If you consider populists as being those who are courting public opinion, then yes, they’re very good at it. But I don’t want to paste any label on them. What is tragic is that these people think that political theories are invalid by the virtue of being theories, and that all what we need is an efficient public administration and a healthy national consciousness. It’s very interesting that the campaign against the Olympic games didn’t address problems linked to professional sports (corruption, chauvinism, the spreading of the worst spirit of competition: a metaphor for both capitalism and war) or to mass tourism. It was all about the Olympics being too expensive. No other aspect of this was touched upon, because that would have been controversial – and they don’t court controversy, they want just consensus and, hence, popularity and, hence, electoral success. Momentum appeared in the name of the smallest common denominator, devoid of any ideas.

In your recent article, you have argued against the widespread discourse that claims the politics of Orbán, Fico or Szydło/Kaczyński are populistic. Could you clarify your position on this?

It’s very paradoxical that now it is egalitarians who are accused of being the elite in virtue of the simple fact that they happen to be a minority at the moment.

Historically, there is no kind of populism that wasn’t based on the popular majority feeling resentment towards the elite, whether imagined or real. Hungary and Poland are authoritarian regimes, and as elitist as any, they want the support of the voters – which is nothing new – just as does anyone who wants to win an election. But to simply want to win an election is not populism. Even Charles de Gaulle wanted to win the elections. So? If someone considers populism a system excluding popular participation in favour of the most extreme versions of inequality, that’s silly. As an example, consider that Mr. Trump has been accused of being a populist. Well, he’s a demagogue – and not all demagogues are populist. Certainly, he wanted a majority and he’s got it. But it turns out his voters were, on average, wealthier than the voters of his opponent; most of the policies he has proposed are not advantageous to the popular majority; and he and his milieu are composed of some of the richest people in the world. But the latter wouldn’t be so important if their appointment wouldn’t be consonant with the anti-popular measures he’s proposing. He does not, in any sense, represent the interests of the popular majority.

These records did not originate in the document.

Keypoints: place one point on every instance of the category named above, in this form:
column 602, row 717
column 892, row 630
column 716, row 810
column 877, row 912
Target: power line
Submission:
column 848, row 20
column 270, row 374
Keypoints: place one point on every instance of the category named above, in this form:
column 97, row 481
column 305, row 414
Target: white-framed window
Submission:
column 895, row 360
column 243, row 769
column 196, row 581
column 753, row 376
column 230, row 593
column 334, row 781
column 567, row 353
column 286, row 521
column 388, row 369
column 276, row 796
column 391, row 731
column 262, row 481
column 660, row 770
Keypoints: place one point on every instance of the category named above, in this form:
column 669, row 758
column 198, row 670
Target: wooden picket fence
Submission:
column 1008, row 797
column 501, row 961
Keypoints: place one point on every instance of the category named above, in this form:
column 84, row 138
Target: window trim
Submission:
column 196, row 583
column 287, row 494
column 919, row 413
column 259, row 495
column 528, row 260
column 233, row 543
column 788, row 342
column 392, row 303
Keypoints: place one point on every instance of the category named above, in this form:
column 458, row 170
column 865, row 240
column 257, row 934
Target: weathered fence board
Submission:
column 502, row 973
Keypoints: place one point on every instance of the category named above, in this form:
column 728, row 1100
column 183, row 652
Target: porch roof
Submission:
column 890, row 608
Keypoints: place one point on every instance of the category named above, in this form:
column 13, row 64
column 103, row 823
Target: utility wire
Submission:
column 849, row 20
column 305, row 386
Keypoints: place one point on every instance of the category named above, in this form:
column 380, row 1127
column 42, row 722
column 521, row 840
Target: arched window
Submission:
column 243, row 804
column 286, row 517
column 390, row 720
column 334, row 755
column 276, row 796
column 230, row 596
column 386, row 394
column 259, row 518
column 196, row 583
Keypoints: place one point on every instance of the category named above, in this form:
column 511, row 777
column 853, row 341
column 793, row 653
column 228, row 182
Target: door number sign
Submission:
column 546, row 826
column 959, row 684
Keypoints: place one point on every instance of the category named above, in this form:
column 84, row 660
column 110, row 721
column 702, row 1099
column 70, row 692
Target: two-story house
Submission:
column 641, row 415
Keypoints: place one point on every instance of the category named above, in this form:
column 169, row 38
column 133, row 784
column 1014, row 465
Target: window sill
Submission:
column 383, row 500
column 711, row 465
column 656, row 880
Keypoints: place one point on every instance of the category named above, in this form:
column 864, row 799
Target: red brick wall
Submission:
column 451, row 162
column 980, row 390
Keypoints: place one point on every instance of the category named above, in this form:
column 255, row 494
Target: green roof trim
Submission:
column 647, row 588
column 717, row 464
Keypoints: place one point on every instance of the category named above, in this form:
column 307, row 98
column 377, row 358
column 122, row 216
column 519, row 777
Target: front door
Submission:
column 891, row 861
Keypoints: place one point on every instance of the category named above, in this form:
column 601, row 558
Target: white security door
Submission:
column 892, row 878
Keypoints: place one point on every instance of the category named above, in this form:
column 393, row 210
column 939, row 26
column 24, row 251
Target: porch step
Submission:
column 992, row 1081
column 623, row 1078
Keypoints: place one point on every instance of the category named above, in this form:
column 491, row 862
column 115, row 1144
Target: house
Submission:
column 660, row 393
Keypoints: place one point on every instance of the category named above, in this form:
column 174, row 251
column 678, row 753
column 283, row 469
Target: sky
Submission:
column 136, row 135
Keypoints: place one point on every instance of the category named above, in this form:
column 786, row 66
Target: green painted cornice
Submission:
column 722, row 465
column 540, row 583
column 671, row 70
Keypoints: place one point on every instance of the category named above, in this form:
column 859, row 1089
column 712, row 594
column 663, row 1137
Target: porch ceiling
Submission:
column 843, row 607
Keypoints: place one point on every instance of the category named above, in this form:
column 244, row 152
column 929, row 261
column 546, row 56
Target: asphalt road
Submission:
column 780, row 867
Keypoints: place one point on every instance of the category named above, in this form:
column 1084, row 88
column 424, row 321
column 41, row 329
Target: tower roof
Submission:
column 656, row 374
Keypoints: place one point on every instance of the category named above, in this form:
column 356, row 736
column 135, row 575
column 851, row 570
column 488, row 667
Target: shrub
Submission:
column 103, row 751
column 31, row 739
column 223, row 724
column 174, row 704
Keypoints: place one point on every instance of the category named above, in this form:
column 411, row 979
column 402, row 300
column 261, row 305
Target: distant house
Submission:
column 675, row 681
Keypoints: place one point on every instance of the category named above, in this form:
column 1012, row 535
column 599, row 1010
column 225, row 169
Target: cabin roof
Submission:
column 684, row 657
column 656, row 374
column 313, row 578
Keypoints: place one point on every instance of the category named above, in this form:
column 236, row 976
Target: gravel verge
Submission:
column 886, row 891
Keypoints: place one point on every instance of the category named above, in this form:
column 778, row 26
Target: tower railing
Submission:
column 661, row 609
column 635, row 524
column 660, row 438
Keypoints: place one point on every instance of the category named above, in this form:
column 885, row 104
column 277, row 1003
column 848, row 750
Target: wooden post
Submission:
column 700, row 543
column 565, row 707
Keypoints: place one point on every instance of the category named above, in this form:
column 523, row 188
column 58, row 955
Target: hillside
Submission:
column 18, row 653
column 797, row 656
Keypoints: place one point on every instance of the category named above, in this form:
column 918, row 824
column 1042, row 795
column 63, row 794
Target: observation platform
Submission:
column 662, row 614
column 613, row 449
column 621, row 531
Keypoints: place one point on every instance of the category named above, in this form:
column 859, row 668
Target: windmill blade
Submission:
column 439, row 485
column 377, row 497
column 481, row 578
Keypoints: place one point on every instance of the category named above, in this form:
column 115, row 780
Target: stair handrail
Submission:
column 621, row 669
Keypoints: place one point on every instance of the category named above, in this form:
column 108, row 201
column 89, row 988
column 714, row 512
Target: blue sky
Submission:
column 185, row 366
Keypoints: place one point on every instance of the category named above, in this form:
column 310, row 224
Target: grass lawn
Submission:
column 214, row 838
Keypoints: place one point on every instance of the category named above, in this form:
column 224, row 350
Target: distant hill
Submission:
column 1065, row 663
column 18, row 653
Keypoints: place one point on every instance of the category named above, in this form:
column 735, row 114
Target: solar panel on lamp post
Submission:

It’s very paradoxical that now it is egalitarians who are accused of being the elite in virtue of the simple fact that they happen to be a minority at the moment. But were utopian socialists in the 1830s the elite? I think the Paris bankers and Saint-Simonists and Orléanists were the elite, and the fact that utopian socialists were a small minority didn’t make them elitist. So it is totally ridiculous to consider, for example, liberal and leftist university people in America as being the elite. The elite is on Wall Street, in the secret services, in the military, in Washington DC. Those are the people who have the prestige and power of traditional elites. Putting everything upside down – and not in fact, only rhetorically – is not a very valuable method of political analysis or social theory.

But we can conversely ask whether there is a necessary connection between populism and emancipatory politics?

This link is contingent, but there is a greater chance for an egalitarian movement to have some emancipatory content than for an anti-egalitarian movement.